On Wed, Aug 26, 2020 at 2:53 PM Henry Rivera via extropy-chat <
extropy-chat at lists.extropy.org> wrote:

> Research shows that being an elite performer and or athlete requires much
> more practice than not the non-elite  assume. Much, much more practice.
> Muscle memory becomes reinforced, focus and concentration need tuning,
> automaticity starts to happen. The non-elite tend to assume that elites
> have some innate talent that requires no practice or development.
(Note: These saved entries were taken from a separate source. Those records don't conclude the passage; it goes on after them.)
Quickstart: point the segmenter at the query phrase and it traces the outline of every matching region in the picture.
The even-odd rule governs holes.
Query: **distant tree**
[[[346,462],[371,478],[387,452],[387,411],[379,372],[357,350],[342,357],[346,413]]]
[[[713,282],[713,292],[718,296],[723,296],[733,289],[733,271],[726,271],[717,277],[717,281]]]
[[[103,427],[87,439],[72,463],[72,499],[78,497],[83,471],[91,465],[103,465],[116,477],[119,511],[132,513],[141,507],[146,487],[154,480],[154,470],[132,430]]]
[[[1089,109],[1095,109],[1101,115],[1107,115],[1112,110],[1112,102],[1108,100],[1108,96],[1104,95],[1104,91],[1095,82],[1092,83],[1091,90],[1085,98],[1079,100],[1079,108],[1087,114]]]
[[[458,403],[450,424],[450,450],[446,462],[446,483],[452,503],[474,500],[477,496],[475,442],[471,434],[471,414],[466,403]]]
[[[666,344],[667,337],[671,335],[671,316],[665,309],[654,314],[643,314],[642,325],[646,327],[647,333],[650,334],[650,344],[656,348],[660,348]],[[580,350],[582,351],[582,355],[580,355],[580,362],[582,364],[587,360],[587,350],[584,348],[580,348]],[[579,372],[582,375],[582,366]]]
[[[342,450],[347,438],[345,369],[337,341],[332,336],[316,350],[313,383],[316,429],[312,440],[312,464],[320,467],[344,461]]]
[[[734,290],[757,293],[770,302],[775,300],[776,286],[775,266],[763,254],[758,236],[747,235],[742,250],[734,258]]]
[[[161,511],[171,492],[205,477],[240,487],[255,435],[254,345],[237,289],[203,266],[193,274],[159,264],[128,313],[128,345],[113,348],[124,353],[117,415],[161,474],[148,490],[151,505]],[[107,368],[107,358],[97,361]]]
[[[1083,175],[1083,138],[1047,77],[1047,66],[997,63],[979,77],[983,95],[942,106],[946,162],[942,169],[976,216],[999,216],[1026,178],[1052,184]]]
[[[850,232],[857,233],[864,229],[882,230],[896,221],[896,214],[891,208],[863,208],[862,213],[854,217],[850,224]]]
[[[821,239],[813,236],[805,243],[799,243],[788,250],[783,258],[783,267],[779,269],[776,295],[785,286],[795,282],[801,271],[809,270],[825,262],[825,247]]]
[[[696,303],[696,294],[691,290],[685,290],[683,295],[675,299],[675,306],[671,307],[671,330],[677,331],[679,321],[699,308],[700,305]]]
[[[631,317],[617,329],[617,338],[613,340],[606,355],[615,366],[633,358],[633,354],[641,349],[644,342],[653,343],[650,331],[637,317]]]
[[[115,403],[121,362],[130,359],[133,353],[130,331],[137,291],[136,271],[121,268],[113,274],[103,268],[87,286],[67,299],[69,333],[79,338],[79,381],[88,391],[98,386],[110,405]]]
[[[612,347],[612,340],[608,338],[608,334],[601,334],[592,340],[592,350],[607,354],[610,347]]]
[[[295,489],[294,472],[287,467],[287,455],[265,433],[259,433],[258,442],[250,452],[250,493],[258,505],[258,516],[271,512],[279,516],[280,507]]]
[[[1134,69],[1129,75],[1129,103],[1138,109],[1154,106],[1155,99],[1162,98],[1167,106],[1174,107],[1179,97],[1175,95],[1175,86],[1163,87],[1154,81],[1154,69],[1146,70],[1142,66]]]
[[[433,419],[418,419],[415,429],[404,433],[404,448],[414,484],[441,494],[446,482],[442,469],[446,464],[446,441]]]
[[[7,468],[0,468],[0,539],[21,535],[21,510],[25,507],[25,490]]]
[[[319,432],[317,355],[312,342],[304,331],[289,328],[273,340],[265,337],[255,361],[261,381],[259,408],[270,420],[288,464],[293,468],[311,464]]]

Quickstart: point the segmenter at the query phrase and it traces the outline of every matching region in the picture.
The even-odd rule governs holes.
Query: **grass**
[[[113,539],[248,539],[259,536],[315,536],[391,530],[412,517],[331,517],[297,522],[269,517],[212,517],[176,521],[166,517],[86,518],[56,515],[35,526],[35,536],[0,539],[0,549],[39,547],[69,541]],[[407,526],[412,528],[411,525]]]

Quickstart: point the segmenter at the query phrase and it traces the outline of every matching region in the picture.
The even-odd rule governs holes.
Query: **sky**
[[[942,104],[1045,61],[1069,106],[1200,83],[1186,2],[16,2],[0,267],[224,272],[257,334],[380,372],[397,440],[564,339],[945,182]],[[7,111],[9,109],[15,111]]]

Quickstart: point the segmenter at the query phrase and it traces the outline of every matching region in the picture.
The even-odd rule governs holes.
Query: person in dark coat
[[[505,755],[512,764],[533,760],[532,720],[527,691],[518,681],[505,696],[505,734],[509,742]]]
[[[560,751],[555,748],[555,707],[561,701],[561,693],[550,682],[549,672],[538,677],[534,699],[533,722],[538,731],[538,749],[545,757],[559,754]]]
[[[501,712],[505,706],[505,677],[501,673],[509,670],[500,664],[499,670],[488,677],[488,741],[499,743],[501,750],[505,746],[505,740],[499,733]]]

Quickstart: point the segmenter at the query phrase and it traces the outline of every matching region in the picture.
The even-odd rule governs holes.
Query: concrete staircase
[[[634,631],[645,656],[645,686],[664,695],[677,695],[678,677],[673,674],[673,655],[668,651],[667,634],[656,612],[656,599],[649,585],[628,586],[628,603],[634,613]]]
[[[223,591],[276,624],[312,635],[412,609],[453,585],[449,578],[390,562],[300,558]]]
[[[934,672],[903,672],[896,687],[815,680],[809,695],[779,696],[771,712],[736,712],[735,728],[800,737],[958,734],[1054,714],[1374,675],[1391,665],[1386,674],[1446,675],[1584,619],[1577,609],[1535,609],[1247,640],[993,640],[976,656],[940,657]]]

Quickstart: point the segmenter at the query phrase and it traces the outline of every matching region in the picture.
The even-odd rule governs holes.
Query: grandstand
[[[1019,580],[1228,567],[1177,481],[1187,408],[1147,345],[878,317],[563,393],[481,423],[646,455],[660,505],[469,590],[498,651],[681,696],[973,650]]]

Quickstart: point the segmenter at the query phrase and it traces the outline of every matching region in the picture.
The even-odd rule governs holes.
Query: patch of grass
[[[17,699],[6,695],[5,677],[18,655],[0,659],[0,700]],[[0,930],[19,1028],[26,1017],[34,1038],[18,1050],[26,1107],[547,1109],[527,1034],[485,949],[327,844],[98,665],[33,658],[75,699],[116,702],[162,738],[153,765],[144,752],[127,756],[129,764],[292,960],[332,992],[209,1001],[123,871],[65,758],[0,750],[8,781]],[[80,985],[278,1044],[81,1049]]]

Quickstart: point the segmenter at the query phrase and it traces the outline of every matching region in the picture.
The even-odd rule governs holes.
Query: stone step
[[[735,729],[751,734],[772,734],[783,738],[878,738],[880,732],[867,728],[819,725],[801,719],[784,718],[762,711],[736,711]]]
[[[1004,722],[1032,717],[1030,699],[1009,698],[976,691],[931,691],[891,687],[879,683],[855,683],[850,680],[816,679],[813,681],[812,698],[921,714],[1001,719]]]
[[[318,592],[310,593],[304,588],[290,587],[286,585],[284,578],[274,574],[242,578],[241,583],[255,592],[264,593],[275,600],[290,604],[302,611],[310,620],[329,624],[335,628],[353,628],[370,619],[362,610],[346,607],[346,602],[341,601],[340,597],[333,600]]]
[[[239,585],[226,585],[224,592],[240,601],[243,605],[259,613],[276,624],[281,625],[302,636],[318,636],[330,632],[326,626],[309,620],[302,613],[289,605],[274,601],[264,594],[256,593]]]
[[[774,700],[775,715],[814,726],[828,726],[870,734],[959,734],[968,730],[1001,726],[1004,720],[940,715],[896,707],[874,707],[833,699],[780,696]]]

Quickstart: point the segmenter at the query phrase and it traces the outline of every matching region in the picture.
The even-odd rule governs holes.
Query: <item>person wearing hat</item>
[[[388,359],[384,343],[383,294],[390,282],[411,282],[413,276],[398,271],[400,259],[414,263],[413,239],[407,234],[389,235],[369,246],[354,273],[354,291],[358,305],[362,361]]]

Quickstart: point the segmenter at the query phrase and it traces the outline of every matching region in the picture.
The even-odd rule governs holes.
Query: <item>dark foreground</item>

But
> in-fact work put in seems to be a better predictor of their success.
> Similarly, the most successful artists historically have a correlation with
> the amount of works they created.
>
> On Aug 26, 2020, at 3:29 PM, Dave Sill via extropy-chat <
> extropy-chat at lists.extropy.org> wrote:
>
> 
> On Wed, Aug 26, 2020 at 3:05 PM William Flynn Wallace via extropy-chat <
> extropy-chat at lists.extropy.org> wrote:
>
>> Does anyone know why it is that pro athletes and, just for another
>> example, classically trained musicians need to practice so much?
>>
>> My violinist friend said:  "If I don't practice today, I know it.  If I
>> don't practice tomorrow, you'll know it.  If I don't practice the next day,
>> everyone will know it."
>>
>> Could it be that rarely practiced skills representing certain brain areas
>> get taken over by new concerns?  I have no clue.
>>
>
> These are very specific and unnatural skills and they need to perform them
> very well or they'll be replaced by someone who can. We know there are
> different levels of memory in the brain and none of them are perfect. Seems
> expected that complex and specific skills need to be constantly refreshed.